Eva looked up at him. He smiled at her with his eyes. Moonlight shone on his handsome face.
“I’ll meet you in front of my house at four thirty sharp in the morning.” He ruffled the back of her head. “You’d best go get some sleep. Because tomorrow is lesson one. I’ll be ticking off all your accomplishments as we go. And first thing tomorrow, we’re going to work on taking off.”
“You help me take off.” Eva turned away from him, her face burning.
Lucille stood framed in the screen door, staring out at them, her feet clearly visible in their red pumps.

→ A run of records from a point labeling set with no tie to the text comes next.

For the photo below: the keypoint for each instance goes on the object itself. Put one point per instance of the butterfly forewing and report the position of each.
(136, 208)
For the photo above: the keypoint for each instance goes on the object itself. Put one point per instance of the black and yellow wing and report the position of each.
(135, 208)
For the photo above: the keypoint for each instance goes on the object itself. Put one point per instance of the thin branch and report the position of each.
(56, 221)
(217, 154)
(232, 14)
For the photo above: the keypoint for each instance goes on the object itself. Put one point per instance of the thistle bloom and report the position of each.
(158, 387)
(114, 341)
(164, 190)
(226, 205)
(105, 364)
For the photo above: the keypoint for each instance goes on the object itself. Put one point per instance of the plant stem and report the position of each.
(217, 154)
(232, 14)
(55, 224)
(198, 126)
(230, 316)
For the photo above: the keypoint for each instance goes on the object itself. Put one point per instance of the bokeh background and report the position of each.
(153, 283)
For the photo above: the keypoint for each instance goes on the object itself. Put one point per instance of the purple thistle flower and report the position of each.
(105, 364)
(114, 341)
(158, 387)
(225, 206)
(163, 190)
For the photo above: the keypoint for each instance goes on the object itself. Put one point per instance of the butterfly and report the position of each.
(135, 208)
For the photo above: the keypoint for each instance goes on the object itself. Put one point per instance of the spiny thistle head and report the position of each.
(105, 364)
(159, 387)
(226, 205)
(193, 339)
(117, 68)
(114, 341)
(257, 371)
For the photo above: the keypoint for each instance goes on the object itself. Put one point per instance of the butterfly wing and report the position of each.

Eva tore her eyes away from Harry’s girlfriend.
“You okay?” he asked.
“Thank you.” The moment they’d shared was suddenly ripped apart.
“See you in the morning, kiddo.”
“Good night, Harry.” She drew her cardigan around her and went out into the silent street.
CHAPTER SIX
THE COMMITTEE: What did you think Jacqueline Cochran’s intentions for women pilots were? To turn a group of women into military pilots?

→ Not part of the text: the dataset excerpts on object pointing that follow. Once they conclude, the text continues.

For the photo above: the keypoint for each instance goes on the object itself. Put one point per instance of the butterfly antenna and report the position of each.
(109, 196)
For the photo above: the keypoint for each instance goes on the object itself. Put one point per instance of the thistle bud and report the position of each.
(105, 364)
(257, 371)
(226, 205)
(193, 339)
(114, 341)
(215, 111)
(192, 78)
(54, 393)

EVA FORREST: My understanding was that Jacqueline Cochran wrote to Eleanor Roosevelt back in 1940 to raise the idea of starting a women’s flying division in the Air Corps. Mrs. Cochran’s intention was to place qualified women pilots in noncombative aviation jobs in order to release more male pilots for combat roles. She put together plans for a separate women’s unit of the Air Corps, to be headed by herself, with the same standing as the Women’s Army Auxiliary Corps, which was given full military status in July 1943. In 1941, General Henry H. Arnold suggested that she take a group of female pilots to England to see how women were being employed successfully in the Air Transport Auxiliary in that country. Jacqueline Cochran agreed, but she also worked toward her goal of starting a women’s flying corps in the American military back home. She and her husband were friends with President Franklin D. Roosevelt and Eleanor Roosevelt. Jacqueline convinced the president to support her idea of using women pilots to help with the war effort, and he asked Jacqueline Cochran to research a plan to train these pilots.